Desarticulemos la expresión. “Pero” es una conjunción adversativa que expresa una oposición al enunciado que la precedió. Es similar al “Sin embargo”, o al “No obstante”. “Bueno” es un adjetivo (su antónimo es “malo”), pero en este caso actúa como interjección, como voz coloquial: no califica la conjunción (el “pero” no es un muchacho “bueno”). Sólo la completa.
Y la totaliza: por separado son dos elementos sintácticos y semánticos bien distintos. Pero juntos, constituyen una totalidad dialectal de uso coloquial que tiene un sentido propio, dramáticamente nacional. La argentinidad al palo.
Con todo se concluye, considerado lector, siempre y cuando esté usted de acuerdo con la hipótesis inicial (“Decimos cada vez más seguido ‘Pero bueno’”) y decida seguir leyendo esta nota, que los argentinos estamos un poco más resignados. Y la resignación, que por definición es (otra vez) la mansa y obsecuente aceptación de una realidad adversa, ata de manos.
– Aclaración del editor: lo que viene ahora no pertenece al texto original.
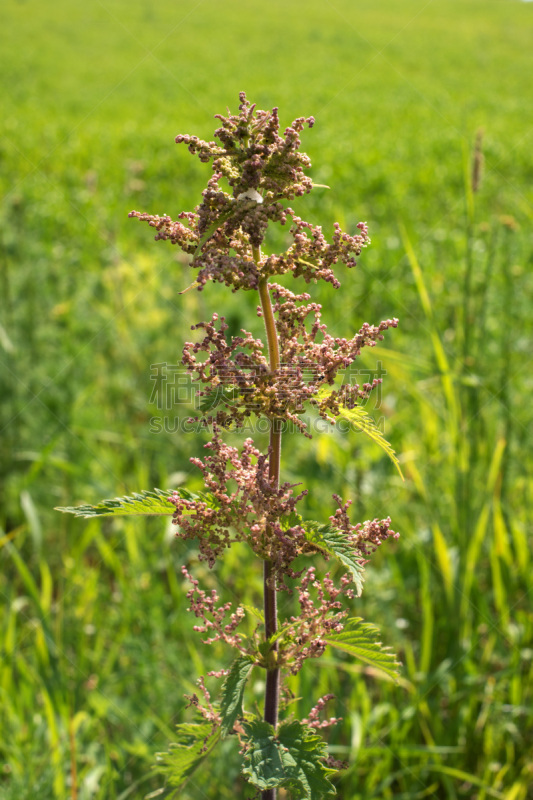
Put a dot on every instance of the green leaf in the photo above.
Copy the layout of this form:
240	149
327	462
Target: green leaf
211	230
233	692
293	757
193	743
255	612
335	543
215	397
154	503
364	422
361	639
Nos sosiega, nos adoctrina a un estado de cosas, nos ablanda los mecanismos de reacción. Nos relaja en esa mullida almohada del conformismo, aún a regañadientes. Y nos lleva al consuelo más común: “Pero bueno, seguro que hay otro que está peor que yo”.
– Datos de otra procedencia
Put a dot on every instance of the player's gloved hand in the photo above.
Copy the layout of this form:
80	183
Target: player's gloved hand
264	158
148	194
“La TGI aumenta cada vez más”. “Tantos baches que hay en la ciudad me rompieron el auto”. “Casi todo en el supermercado aumentó, y la jubilación ya no me alcanza para casi nada”. “Me peleé con mi mujer”. “No llego a rendir el examen, no entiendo nada, las clases están tan atestadas de alumnos que no cabe ni un alfiler”.
“Pero bueno; me meteré en un convenio de pago; y si no, que a la TGI la pague Dios”. “Pero bueno, deberé dejar el aguinaldo en el arreglo de auto; peor la gente que anda a pata”. “Pero bueno, entre comer y la medicación que debo tomar, hay que comer; todo es por culpa de la inflación”. “Pero bueno, la relación matrimonial no daba para más. Mejor solo que mal acompañado”. “Pero bueno; el próximo llamado rendiré, si el profesor se digna a explicar mejor algunos temas”.
El tema del “Pero bueno” no es nuevo. El 23 de septiembre de 2000, el filósofo José Pablo Feinmann publicó un artículo sobre esta expresión tan argentina en el diario Página/12. Poco más de un año después, el país volaba por los aires.
De La Rúa huyendo en helicóptero, las cacerolas abolladas y el “Que se vayan todos”, los saqueos, la sangre de los muertos tiñendo las calles. El que depositó dólares, recibirá dólares. Casi sin saberlo (o quizás presintiéndolo), Feinmann anticipó un clima de época. Escribió algo así como ese tenso silencio y ese pesado olor a humedad que antecedieron la tormenta más feroz de la historia reciente.
El “Pero bueno” versión 2014 es más un síntoma cutáneo de la piel social o un malestar general que el presagio de un desenlace dramático. El problema es la resignación. Usted, lector, debería proponerse ponerle un freno a la resignación diaria. Que no todo está tan mal, piense, que hay vías de acción y participación para intentar revertir la adversidad. Que hay que cargarse la circunstancia al hombro y arrastrarla, pese lo que pese, pero con ánimo de reacción y confrontación.
Hay que dejar de decir tan seguido “Pero bueno” al final de nuestras frases cotidianas.